Book Description
Three Generations charts the tensions in the Jo family in 1930s Japanese-occupied Seoul. Yom’s keenly observant eye reveals family tensions with profound insight. Delving deeply into each character’s history and beliefs, he illuminates the diverse pressures and impulses driving each one. This Korean classic also brings forth the larger issues at hand, revealing Korea’s situation under Japanese rule, the traditional Korean familial structure, political movements of the 1930s (both national and international), and the battle between the modern and the traditional. Touted as one of Korea’s most important works of fiction, Three Generations gave birth to naturalism in Korean literature.

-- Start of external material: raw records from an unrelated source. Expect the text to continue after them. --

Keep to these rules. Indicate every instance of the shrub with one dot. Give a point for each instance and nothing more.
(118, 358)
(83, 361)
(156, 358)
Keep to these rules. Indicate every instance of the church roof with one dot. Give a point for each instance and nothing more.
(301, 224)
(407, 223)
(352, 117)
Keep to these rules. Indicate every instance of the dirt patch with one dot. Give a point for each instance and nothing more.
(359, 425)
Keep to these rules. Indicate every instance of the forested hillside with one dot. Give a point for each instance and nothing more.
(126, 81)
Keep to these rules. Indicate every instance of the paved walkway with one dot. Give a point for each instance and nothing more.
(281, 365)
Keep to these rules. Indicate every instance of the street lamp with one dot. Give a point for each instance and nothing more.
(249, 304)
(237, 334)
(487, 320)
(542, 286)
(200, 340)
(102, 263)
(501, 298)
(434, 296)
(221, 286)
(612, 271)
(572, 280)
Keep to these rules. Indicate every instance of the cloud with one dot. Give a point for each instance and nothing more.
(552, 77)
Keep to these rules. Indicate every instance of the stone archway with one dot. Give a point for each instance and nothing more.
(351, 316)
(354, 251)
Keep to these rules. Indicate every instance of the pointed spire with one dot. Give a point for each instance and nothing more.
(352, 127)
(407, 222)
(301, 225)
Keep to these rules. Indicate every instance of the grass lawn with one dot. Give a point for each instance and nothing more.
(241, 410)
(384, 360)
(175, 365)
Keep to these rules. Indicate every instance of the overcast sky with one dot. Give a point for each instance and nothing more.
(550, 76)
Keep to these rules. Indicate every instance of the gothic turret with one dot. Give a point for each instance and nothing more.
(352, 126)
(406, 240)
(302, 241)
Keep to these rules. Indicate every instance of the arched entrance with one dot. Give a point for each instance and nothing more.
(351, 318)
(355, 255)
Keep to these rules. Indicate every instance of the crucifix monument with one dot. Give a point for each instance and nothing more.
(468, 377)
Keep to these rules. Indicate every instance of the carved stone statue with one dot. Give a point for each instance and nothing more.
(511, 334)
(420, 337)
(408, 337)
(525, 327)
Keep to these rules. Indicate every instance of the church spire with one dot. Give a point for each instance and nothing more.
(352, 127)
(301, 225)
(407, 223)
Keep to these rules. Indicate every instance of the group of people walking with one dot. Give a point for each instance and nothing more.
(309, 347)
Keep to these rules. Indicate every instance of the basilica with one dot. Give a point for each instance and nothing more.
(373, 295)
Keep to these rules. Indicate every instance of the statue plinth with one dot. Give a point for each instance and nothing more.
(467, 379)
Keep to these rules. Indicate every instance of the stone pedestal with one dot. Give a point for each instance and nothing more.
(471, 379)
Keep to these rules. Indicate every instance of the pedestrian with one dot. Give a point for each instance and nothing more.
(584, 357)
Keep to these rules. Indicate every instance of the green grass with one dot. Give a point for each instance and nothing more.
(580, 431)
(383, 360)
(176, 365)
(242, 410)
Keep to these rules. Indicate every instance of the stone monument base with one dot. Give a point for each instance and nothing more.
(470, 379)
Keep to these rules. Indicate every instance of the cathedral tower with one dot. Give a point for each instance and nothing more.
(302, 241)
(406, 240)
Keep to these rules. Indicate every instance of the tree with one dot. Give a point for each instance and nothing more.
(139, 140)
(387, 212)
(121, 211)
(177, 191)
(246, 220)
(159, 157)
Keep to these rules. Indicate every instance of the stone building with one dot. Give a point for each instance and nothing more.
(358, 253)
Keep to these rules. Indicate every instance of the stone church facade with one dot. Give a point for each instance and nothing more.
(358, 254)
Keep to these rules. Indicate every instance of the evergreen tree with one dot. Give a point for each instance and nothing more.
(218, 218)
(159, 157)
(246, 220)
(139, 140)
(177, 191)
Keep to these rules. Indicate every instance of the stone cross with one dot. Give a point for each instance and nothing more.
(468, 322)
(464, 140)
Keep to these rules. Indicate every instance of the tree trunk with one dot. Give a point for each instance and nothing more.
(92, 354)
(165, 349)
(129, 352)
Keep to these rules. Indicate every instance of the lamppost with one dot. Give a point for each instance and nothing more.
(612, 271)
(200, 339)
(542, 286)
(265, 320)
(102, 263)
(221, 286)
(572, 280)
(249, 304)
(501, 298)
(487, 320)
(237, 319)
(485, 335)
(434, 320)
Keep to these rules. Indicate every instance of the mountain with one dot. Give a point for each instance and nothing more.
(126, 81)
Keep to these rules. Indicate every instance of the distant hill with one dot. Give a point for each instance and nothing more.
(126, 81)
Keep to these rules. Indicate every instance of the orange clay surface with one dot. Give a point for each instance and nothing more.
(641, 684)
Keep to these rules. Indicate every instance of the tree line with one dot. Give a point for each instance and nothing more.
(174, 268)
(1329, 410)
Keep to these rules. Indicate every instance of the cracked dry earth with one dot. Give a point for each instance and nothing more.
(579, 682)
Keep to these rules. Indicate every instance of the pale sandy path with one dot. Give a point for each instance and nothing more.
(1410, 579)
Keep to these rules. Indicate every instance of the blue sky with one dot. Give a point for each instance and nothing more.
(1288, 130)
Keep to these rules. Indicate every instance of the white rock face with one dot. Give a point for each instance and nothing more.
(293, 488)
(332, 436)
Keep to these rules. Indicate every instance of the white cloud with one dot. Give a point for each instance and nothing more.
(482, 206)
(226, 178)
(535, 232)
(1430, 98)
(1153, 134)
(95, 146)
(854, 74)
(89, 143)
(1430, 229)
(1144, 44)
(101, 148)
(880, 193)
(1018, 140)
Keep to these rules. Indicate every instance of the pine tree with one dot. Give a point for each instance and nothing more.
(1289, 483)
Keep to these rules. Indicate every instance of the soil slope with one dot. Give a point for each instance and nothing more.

The novel, filled with gossi and family intrigue as scandalous as any contemporary soap opera, reads deliciously like a Dostoevsky novel or Les liaisons dangereuses meets Korea's traditional middle class.
— KoreAm
Much of the tragedy of Korea's modern history stems from the fact that the country came under the colonial domination of Japan just as it was undergoing the transition from a feudal to a modern society. Yom's novel does a masterful job of portraying the complexities of this turbulent situation through the lives of three generations of the Jo family.
— Michael D. Shin
Through the sorrowful lives of three generations of the Jo family, each caught between desire and social expectation, Three Generations chronicles the interior of the old Seoul way of life of the affluent in 1930s colonial Korea, under siege and about to disappear, just as The Makioka Sisters evokes the vanished bourgeois life of prewar Osaka.
— JaHyun Kim Haboush
With deliberation, precision and quiet power, Yom dissects the relationships and traditions within a family wracked by the constraints of heritage and the impersonal crush of history shifting around it. Yet, Three Generations, mellifluously translated by Yu Young-nan, remains relentlessly intimate, exploring emotions and motives with an unsparing eye, an achievement that establishes Yom as one of the century's seminal novelists.
— Edward A. Gargan
One of the masterpieces of early modern Korean fiction.
— The Nation
Can you reach outside your own experience? If you do, you will be rewarded by a lusty soap-opera rife with drinking, brawling, infidelity, and wrangling over a rich man's will, despicable, familiar humanity that transcends any cultural divide. You will find yourself riveted, gasping at the plot twists and explaining urgently to your loved one the conspiracy this or that servant has entered into with a third wife to usurp an absent grandson's share of inheritance. While valuable to its originating nation as a document of the political and social times, the real meat of this novel is the timeless conflict and confluence among strong personalities born into differing social strata. When rendered with understanding and humor, as this is, it makes for a ripping read.
— Bookslut
Vividly captures the cultural, moral, and political complexities of the Japanese colonial period through the urban microcosms of bars, stores, noodle shops, streets crowded with trolleys and rickshaws, and centuries-old mansions. His narrative voice [is] a delicate mix of social satire and psychological depth. . . . Continues to resonate some seventy years later.
— Bookforum
An enjoyable and quite fast-moving big read.